9.26.2012

The Essence of Marriage

I have been reading Timothy Keller's book The Meaning of Marriage lately and it really has me thinking about relationships in the world today - especially mine and Andrews. In chapter three of the book, The Essence of Marriage, Keller talks about how back in the day there was the bride price. A prospective husband would go to a woman's father and offer him a sum depending on certain factors such as the woman's beauty and the size of her inheritance. We read about this and think to ourselves how awful that sounds and how glad we are that we don't have to worry about that today. Keller points out though that if you stop and think about it, we still do this to one another today in a way. As we continue on with our every day life we look at people and think, "She's in the market" and "He got a bad deal there" and "How did she ever fall for that guy?" These comments are us sizing others up to their assets and deficits, and in the end we want to marry the person because they bring a lot to the table for us. Keller says, "It is almost impossible not to think in terms of how much I am putting into the marriage and how much my spouse is putting in. And if we are getting out of the relationship as much (or a bit more, we secretly hope) than we put in, then we are happy."
Keller goes on to say in chapter three though that over time we see our spouse's flaws more and more and find that we aren't getting as much out of the marriage as we had hoped for. We start to think to ourselves that if my spouse isn't being the spouse they ought to be, I won't put in the efforts to be the spouse I used to be. "He's not doing this like he used to. So why, then, should I do that? If I'm not getting the same value, I don't need to put as much into this." You tell yourself that this is only fair. You justify your withdrawal of the relationship in your mind. Keller says, "The less you feel love, and the less you act loving, the less you feel loving, and so both of you spiral down and down." 
Keller points out that if you have a child you find that the Biblical pattern of love is forced on you. Your child is the neediest human you have ever met and you make numerous sacrifices in your life to raise this child. For a very long time your child can give you nothing in return, and even though the child can eventually give you love and respect, they can never give you anything like you have given them. But whether or not they are giving to you, you give to them. "After spending eighteen years with your child, even if they are an unattractive person to everyone else, you can't help but love them dearly because you've been forced to operate on the Biblical pattern. You had to do the actions of love regardless of your feelings and therefore now you have deep feelings of love for your child, however loveable they are or not" says Keller.
That is why many marriages fall apart after children leave home. Because while parents treated their relationship with their kids as a covenant relationship- performing actions of love until their feelings strengthened- they treated their marriages as a consumer relationship and withdrew their actions of love when they weren't having the feelings.
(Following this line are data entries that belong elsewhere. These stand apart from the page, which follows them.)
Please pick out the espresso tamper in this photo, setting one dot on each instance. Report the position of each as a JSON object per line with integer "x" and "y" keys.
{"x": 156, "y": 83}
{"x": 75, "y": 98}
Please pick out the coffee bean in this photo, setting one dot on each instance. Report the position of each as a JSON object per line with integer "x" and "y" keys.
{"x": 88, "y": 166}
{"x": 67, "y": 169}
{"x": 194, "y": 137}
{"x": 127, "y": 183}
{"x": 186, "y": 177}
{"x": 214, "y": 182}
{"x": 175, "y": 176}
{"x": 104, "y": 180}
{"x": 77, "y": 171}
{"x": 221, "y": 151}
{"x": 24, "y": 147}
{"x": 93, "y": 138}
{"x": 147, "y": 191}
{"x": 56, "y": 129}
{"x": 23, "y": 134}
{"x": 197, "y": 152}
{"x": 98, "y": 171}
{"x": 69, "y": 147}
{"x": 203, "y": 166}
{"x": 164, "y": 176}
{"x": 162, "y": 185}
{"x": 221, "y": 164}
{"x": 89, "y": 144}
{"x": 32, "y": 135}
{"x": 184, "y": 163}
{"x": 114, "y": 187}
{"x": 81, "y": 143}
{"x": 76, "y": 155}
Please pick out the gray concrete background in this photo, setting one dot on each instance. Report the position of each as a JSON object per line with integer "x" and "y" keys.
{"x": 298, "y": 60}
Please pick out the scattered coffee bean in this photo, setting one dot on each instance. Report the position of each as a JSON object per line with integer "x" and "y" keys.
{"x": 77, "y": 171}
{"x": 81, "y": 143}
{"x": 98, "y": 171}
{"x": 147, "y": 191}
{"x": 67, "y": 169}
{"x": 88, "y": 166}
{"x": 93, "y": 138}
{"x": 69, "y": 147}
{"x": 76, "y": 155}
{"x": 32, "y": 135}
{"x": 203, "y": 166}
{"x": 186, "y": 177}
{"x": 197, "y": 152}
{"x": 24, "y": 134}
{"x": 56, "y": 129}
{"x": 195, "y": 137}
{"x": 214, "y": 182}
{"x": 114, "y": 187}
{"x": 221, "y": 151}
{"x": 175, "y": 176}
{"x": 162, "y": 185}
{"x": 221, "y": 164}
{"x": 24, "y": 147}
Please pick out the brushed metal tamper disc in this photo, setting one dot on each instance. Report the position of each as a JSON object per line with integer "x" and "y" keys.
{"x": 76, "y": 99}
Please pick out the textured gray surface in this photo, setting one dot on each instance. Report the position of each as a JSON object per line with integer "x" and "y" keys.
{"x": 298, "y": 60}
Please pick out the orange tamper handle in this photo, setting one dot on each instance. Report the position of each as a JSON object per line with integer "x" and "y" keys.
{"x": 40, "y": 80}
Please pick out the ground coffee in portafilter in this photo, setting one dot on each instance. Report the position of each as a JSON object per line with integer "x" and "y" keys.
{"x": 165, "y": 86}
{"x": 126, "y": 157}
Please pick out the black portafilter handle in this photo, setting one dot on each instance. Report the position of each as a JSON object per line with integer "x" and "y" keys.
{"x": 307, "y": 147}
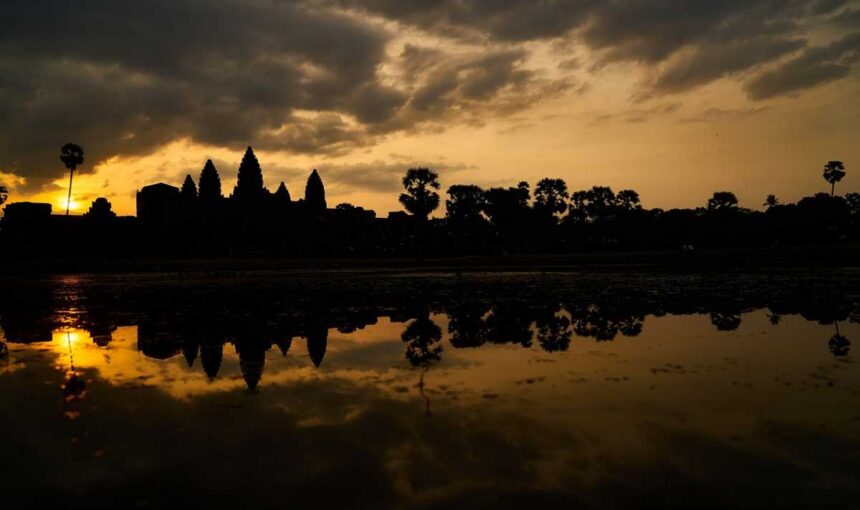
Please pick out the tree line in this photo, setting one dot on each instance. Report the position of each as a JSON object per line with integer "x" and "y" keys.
{"x": 548, "y": 218}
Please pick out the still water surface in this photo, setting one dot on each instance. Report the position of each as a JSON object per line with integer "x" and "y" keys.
{"x": 118, "y": 393}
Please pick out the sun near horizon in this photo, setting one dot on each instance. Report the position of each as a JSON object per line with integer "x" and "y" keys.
{"x": 674, "y": 102}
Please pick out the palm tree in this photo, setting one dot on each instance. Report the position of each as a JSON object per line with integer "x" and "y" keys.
{"x": 71, "y": 155}
{"x": 834, "y": 171}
And here comes my favorite part of the chapter:

Keller says:
Many people say, "I'm sorry, I can't give love if I don't feel it! I can't fake it. That's too mechanical for me." I can understand that reaction, but Paul doesn't simply call us to a naked action; he also commands us to think as we act. "Husbands, love your wives just as Christ loved the church and gave himself up for her." 
This means we must say to ourselves something like this: "Well, when Jesus looked down from the cross, he didn't think, 'I am giving myself to you because you are so attractive to me.' No, he was in agony, and he looked down at us- denying him, abandoning him, and betraying him - and in the greatest act of love in history, he STAYED. He said, 'Father, forgive them, they don't know what they are doing.' He loved us, not because we were lovely to him, but to make us lovely. That is why I am going to love my spouse." Speak to your heart like that, and then fulfill the promises you made on your wedding day. 
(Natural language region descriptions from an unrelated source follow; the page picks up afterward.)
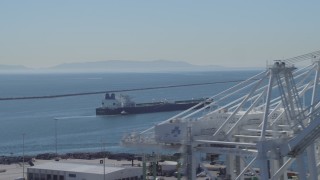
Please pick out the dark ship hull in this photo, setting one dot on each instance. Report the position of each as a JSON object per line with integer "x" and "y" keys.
{"x": 149, "y": 108}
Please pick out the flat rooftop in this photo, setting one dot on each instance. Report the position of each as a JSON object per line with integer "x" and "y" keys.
{"x": 77, "y": 167}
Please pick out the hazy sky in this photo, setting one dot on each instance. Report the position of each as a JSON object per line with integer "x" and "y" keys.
{"x": 228, "y": 33}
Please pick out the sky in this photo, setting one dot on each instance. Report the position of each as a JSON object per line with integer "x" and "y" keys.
{"x": 242, "y": 33}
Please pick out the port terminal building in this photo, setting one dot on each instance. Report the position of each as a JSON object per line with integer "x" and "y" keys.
{"x": 76, "y": 171}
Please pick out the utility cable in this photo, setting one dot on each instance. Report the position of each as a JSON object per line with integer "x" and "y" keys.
{"x": 119, "y": 90}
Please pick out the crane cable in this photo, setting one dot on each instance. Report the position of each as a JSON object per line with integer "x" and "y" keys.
{"x": 120, "y": 90}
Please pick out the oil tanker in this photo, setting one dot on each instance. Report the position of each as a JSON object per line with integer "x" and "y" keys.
{"x": 119, "y": 104}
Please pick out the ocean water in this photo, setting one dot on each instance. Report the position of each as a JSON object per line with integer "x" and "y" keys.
{"x": 78, "y": 128}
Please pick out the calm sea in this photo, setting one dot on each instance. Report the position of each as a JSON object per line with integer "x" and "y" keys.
{"x": 78, "y": 128}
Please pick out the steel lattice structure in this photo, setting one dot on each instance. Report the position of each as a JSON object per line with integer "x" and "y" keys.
{"x": 267, "y": 122}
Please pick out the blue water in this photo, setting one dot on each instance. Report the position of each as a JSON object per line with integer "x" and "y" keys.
{"x": 78, "y": 129}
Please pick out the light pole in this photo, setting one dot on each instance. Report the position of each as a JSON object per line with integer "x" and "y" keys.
{"x": 104, "y": 159}
{"x": 23, "y": 134}
{"x": 56, "y": 135}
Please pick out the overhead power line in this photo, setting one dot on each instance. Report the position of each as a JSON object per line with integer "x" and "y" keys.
{"x": 119, "y": 90}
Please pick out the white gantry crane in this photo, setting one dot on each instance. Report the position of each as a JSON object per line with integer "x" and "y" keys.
{"x": 264, "y": 123}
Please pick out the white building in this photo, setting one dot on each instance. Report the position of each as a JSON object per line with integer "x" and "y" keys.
{"x": 75, "y": 171}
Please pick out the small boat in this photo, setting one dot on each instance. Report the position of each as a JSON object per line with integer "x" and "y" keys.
{"x": 121, "y": 104}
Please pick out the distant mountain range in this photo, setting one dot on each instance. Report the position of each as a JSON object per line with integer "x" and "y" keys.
{"x": 118, "y": 66}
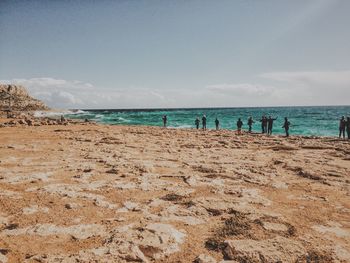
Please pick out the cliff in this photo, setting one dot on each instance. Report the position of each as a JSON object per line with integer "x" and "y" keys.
{"x": 16, "y": 98}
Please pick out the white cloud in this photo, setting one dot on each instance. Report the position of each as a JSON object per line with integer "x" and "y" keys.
{"x": 279, "y": 88}
{"x": 58, "y": 93}
{"x": 243, "y": 89}
{"x": 330, "y": 78}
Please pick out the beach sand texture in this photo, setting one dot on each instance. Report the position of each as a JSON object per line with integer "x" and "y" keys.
{"x": 98, "y": 193}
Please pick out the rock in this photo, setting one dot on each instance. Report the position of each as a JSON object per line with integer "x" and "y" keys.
{"x": 155, "y": 241}
{"x": 20, "y": 99}
{"x": 29, "y": 122}
{"x": 22, "y": 122}
{"x": 202, "y": 258}
{"x": 278, "y": 249}
{"x": 77, "y": 231}
{"x": 275, "y": 226}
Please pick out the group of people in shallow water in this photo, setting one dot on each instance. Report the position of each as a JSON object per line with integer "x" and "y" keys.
{"x": 266, "y": 124}
{"x": 344, "y": 125}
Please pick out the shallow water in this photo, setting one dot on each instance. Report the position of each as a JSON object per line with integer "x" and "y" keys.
{"x": 321, "y": 120}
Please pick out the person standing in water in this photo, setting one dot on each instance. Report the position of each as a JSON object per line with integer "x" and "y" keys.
{"x": 263, "y": 124}
{"x": 165, "y": 119}
{"x": 348, "y": 127}
{"x": 270, "y": 124}
{"x": 217, "y": 123}
{"x": 204, "y": 122}
{"x": 286, "y": 126}
{"x": 239, "y": 126}
{"x": 196, "y": 122}
{"x": 342, "y": 124}
{"x": 250, "y": 123}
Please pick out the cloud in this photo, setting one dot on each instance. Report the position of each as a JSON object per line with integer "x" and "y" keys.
{"x": 63, "y": 94}
{"x": 56, "y": 93}
{"x": 325, "y": 78}
{"x": 244, "y": 89}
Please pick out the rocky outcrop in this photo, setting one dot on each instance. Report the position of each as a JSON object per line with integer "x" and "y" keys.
{"x": 16, "y": 98}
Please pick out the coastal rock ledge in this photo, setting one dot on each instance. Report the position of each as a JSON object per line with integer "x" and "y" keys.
{"x": 16, "y": 98}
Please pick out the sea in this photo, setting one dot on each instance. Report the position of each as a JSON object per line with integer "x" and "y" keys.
{"x": 318, "y": 121}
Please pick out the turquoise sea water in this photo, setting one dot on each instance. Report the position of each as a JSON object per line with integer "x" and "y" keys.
{"x": 321, "y": 121}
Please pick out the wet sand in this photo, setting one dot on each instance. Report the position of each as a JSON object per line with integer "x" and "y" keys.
{"x": 97, "y": 193}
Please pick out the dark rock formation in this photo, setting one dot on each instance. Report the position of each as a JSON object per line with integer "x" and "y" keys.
{"x": 16, "y": 98}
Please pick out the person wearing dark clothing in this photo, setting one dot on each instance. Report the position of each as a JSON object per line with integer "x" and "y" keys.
{"x": 270, "y": 124}
{"x": 263, "y": 124}
{"x": 342, "y": 124}
{"x": 286, "y": 126}
{"x": 204, "y": 122}
{"x": 165, "y": 119}
{"x": 250, "y": 123}
{"x": 239, "y": 126}
{"x": 217, "y": 123}
{"x": 196, "y": 122}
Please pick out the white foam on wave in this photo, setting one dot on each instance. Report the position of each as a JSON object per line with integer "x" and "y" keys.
{"x": 57, "y": 113}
What a powerful reminder of how to love our spouse and others. We shouldn't love our spouse because it feels good at the time, because everything is fine and dandy and going the way you want it to. No, we should love our spouse because we want to help make them lovely by showing them the love of Christ. I can only pray that the Lord continues to work in my life and help me to love Andrew in this way.

If you haven't checked out Timothy Keller's book The Meaning of Marriage I suggest you do. It has been such a good read so far and a great help in thinking through marriage and relationships.